I am getting an error message like so:
Linear.hs:215:27:
Couldn't match expected type `forall v1.
Ident v1 =>
SubstT v1 (GenericLL (a v1 c)) n x'
with actual type `forall v1. Ident v1 => SubstT v1 a0 m0 b0'
Expected type: (forall v1.
Ident v1 =>
SubstT v1 (GenericLL (a v1 c)) n x)
-> n x
Actual type: (forall v1. Ident v1 => SubstT v1 a0 m0 b0) -> m0 b0
In the first argument of `flattenImpl', namely `runSubstT'
In the expression: flattenImpl runSubstT
The actual type seems more general than the expected type. What are then possible causes for this kind of error message? Is the message misleading or am I reading it incorrectly?

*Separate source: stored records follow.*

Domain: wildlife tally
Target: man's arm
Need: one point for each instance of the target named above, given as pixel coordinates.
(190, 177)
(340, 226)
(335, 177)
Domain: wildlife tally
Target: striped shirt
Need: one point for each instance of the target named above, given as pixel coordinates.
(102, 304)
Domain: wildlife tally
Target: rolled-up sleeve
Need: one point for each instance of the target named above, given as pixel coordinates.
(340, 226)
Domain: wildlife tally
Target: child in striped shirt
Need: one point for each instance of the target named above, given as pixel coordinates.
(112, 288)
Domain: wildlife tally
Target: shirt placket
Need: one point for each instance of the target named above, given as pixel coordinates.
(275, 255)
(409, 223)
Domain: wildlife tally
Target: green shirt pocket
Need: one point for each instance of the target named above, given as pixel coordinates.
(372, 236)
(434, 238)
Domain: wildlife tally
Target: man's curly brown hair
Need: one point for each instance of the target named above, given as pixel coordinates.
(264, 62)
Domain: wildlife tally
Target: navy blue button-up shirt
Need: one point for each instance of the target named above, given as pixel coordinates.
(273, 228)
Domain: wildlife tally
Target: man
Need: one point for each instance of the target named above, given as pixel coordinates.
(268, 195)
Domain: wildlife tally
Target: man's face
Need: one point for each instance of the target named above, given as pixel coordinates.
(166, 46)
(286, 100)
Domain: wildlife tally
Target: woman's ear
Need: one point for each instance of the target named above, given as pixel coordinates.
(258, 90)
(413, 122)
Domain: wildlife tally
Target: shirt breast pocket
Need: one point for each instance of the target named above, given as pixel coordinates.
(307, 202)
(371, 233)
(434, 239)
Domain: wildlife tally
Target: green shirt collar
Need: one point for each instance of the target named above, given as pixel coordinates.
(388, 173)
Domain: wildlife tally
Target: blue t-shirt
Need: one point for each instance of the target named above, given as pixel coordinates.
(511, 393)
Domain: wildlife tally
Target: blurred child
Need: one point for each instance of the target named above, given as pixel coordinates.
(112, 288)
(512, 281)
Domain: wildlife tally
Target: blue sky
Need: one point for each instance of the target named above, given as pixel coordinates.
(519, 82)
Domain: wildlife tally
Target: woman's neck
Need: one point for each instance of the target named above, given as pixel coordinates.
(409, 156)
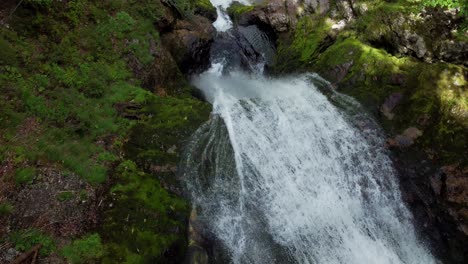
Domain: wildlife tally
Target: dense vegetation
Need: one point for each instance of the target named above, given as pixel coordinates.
(435, 94)
(70, 100)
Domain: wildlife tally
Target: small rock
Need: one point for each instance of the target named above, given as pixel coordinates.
(406, 139)
(390, 103)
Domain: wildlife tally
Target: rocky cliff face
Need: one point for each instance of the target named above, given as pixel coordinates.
(407, 65)
(95, 104)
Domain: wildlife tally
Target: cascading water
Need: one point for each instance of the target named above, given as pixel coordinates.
(284, 174)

What I am trying to do is to pass an existentially quantified function runSubstT
, whose type is:
runSubstT :: (Monad m) => (forall v. (Ident v) => SubstT v a m b) -> m b
I will also settle with some good description of how the GHC compiler performs type matching on existentially quantified types.

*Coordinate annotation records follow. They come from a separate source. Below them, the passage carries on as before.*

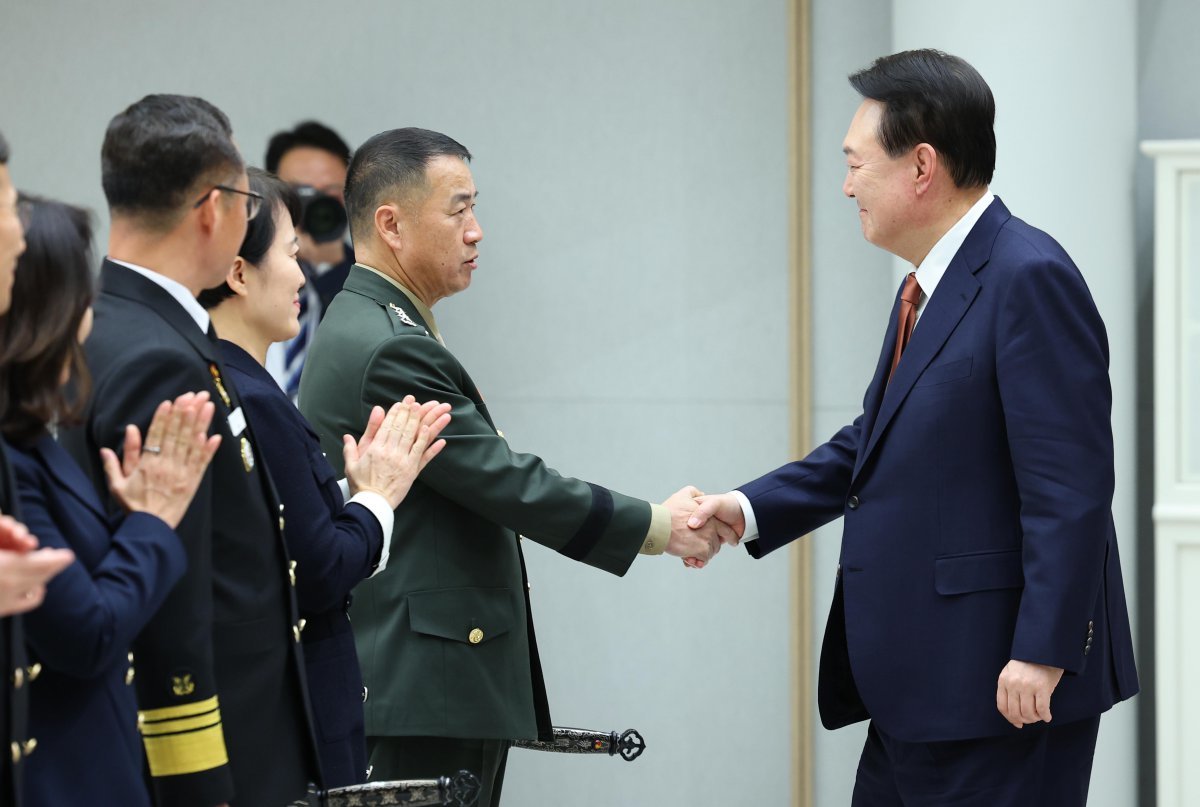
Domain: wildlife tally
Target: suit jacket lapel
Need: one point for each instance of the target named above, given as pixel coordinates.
(879, 382)
(124, 282)
(69, 476)
(942, 314)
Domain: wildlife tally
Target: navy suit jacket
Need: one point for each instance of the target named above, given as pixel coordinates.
(977, 492)
(13, 699)
(335, 545)
(83, 707)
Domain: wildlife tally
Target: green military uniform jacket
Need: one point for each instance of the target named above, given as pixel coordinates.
(445, 634)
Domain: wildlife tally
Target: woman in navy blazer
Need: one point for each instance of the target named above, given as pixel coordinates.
(83, 711)
(334, 543)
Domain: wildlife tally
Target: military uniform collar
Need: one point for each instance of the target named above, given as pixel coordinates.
(421, 309)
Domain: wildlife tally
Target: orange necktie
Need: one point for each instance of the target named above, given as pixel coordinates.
(910, 296)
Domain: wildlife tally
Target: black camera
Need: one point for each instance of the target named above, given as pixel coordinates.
(322, 216)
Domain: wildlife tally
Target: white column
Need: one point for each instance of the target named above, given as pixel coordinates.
(1063, 75)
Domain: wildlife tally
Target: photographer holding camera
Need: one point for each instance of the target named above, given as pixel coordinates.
(313, 160)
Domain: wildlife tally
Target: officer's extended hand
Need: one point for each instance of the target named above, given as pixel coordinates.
(697, 545)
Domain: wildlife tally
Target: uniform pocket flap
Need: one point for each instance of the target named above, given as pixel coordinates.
(959, 574)
(941, 374)
(467, 615)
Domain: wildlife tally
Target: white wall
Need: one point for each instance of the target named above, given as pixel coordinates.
(628, 322)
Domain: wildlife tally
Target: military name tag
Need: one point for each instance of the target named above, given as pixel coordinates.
(237, 420)
(219, 383)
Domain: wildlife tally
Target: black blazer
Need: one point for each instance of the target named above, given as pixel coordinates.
(220, 668)
(83, 710)
(13, 692)
(335, 547)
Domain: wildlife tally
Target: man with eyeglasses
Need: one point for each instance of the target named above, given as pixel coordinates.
(219, 671)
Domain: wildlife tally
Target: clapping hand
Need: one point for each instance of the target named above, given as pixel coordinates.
(161, 476)
(25, 569)
(395, 448)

I have a guess, but I cannot be sure until you post enough code to reproduce the error. My guess, based on looking at this:
runSubstT :: (Monad m) => (forall v. (Ident v) => SubstT v a m b) -> m b
is that making the second type 'a' dependent on the first existential type 'v' may be a problem. The expected type:
forall v1. Ident v1 => SubstT v1 (GenericLL (a v1 c)) n x'
replaces the second type with (GenericLL (a v1 c)) which depends on the first existential type 'v1'. This could be the root of the conflict, but without the code I cannot trace the login of the type checker.